Orientation and temperature dependence of some mechanical properties of the single-crystal nickel-base superalloy René N4: Part III. Tension-compression anisotropy

Abstract

Single crystal superalloy specimens with various crystallographic orientations were tested in compression at room temperature, 650, 760, 870, and 980 °C. These results are compared with the tensile behavior studied previously. The alloy, Rene* N4, was developed for gas turbine engine blades and has the nominal composition 3.7 Al, 4.2 Ti, 4 Ta, 0.5 Nb, 6 W, 1.5 Mo, 9 Cr, 7.5 Co, balance Ni, in weight percent. Slip trace analysis showed that primary cube slip had occurred even at room temperature for the [111] specimens. With increasing test temperature more orientations exhibited primary cube slip, until at 870 °C only the orientations near [001] and [011] exhibited normal octahedral slip.
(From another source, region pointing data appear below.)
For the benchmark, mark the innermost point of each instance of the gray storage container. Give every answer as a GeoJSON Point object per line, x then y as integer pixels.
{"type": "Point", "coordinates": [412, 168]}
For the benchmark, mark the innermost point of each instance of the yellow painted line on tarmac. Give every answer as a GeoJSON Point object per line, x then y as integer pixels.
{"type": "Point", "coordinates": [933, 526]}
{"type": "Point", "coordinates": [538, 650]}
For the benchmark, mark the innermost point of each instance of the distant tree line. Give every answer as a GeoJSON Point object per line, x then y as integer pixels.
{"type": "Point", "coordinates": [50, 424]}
The yield strength for octahedral slip was numerically analyzed using a model proposed by Lall, Chin, and Pope to explain deviations from Schmid’s law in the yielding behavior of a single phase γ’ alloy, Ni3(Al,Nb). The Schmid’s law deviations in Rene N4 were found to be largely due to a tension-compression anisotropy. This is one of the sources of the Schmid’s law violations observed in Ni3(Al, Nb) which are rationalized by the model. A second effect, which increases the strength of orientations away from [001], was found to be small in Rene N4. Analysis of recently published data on the single crystal superalloy PWA 1480 yielded the same result.